The interviewer read her name off the top of her resume.

“Artemisia Bliss,” he said, pronouncing it slowly, savoring it. “Real name?”

“Real name,” she agreed. “My father is a professor of genetics, specializing in the hybridization of ultrarare plant species. My mother is an assistant curator of the Metropolitan Museum of Art, and she is one of the world’s foremost authorities on Baroque art. She discovered two lost paintings by Artemisia Gentileschi, the seventeenth-century Italian who was—”

“—the eldest child of the Tuscan painter Orazio Gentileschi,” finished the interviewer.

Miss Bliss blinked, confused. “Did you look that up after I scheduled this interview?”

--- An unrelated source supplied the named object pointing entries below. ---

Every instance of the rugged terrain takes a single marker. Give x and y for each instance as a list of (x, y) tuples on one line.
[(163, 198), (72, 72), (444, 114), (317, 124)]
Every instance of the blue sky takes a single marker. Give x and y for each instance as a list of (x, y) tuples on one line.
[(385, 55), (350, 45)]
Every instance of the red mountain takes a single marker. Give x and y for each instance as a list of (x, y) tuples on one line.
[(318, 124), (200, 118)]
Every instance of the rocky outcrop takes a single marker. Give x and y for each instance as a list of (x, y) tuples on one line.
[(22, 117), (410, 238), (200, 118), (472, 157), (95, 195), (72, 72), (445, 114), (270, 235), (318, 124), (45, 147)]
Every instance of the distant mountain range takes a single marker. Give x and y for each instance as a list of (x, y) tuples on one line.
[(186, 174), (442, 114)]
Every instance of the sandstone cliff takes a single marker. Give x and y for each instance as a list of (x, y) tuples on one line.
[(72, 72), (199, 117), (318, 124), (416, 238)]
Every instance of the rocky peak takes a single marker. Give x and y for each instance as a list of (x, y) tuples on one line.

“No, I happen to know something about art.”

The interviewer left it there. Left it for her to ponder whether that statement was true or not.

He sat back in his expensive leather chair and pretended to study the psychological evaluation on this woman that had just been hand-delivered to him. In point of fact he was looking past the pages at Miss Bliss. She was, he was quite sure, the most beautiful woman with whom he had ever had a conversation. Possibly with the exception of Dr. Circe O’Tree, who was a young but brilliant counterterrorism analyst he occasionally consulted. Dr. O’Tree was a mix of European ethnicities, with some emphasis on Irish, Scottish, and Greek. Artemisia Bliss, unlike the scholarly couple that had adopted her, was pure Asian. Vietnamese and Chinese. She was slender, but not skinny. Not like many of the Asian women the interviewer had known. Miss Bliss was in no way a stick figure. Excellent nutrition had given her height and curves. Exercise toned her and gave her the posture of a dancer. And a lottery-winning set of genes gave her an IQ of 192 and the ambition to use it.